The Peter Thomas Sound Orchestra “Chariots of the Gods”

This is the 1974 soundtrack album for the 1970 movie by the same name, which was based on the 1968 book, Chariots of the Gods?—which was an international bestseller that, for years, you used to see wherever you’d see used paperbacks. Roughly, about the theory that extraterrestrials came to Earth in ancient times and influenced our culture (which would explain a lot, especially if they brought along cats). I feel like we might have seen the movie at some point in high school—projected in a classroom in 16mm, which we did occasionally—but I’m not sure. If we did see it, I guess it wasn’t as memorable as Highways of Agony.

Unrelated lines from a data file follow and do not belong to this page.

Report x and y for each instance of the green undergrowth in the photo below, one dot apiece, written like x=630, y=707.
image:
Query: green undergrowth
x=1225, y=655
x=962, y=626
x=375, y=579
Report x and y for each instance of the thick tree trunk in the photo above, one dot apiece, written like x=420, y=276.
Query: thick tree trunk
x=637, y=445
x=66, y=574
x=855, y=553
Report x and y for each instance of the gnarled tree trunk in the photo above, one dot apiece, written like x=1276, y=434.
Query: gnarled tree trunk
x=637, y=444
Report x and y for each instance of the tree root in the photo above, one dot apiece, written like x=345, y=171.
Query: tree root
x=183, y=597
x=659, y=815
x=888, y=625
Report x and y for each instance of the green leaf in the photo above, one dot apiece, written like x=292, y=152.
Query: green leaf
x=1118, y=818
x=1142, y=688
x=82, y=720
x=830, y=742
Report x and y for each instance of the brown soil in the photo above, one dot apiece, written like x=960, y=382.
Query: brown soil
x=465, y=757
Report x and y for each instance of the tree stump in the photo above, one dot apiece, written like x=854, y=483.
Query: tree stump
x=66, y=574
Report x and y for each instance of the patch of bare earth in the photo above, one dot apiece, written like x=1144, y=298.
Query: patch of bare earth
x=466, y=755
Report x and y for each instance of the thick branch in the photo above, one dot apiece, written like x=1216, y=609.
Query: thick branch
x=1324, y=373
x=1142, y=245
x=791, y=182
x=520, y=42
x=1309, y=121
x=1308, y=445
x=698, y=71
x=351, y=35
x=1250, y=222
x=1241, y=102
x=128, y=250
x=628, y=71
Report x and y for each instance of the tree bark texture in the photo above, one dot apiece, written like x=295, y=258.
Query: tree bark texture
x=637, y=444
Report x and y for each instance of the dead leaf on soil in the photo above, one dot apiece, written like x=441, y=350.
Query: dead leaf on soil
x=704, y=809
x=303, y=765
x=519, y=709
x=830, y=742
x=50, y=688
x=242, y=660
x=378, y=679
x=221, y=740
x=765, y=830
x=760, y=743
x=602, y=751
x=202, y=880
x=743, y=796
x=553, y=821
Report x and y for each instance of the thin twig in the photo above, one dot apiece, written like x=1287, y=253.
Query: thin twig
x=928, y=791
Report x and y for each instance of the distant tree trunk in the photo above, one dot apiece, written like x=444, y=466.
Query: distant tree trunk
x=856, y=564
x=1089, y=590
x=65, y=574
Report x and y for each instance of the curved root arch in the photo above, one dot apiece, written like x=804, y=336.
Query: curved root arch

But it’s the soundtrack album, by German composer Peter Thomas, that I’m interested in here. On the cover, I believe, are images from the movie poster, with an Easter Island head watching a Saturn rocket take off over the Great Pyramids, etc. It’s got 19 tracks, with titles like “Popular Myth and Destruction of Sodom” and “Rocket Science,” and is somewhat a journey in itself. It’s kind of hard to get a handle on since it’s all over the place, though that probably is a reflection of the movie. Maybe the easiest way for me to come to terms with this record is to go track by track and describe my own movie, based on the feelings each of these compositions conjures in my imagination. For simplicity’s sake I’m not going to name each track, but go by number, and we’ll call the movie: The Chariot of Speen.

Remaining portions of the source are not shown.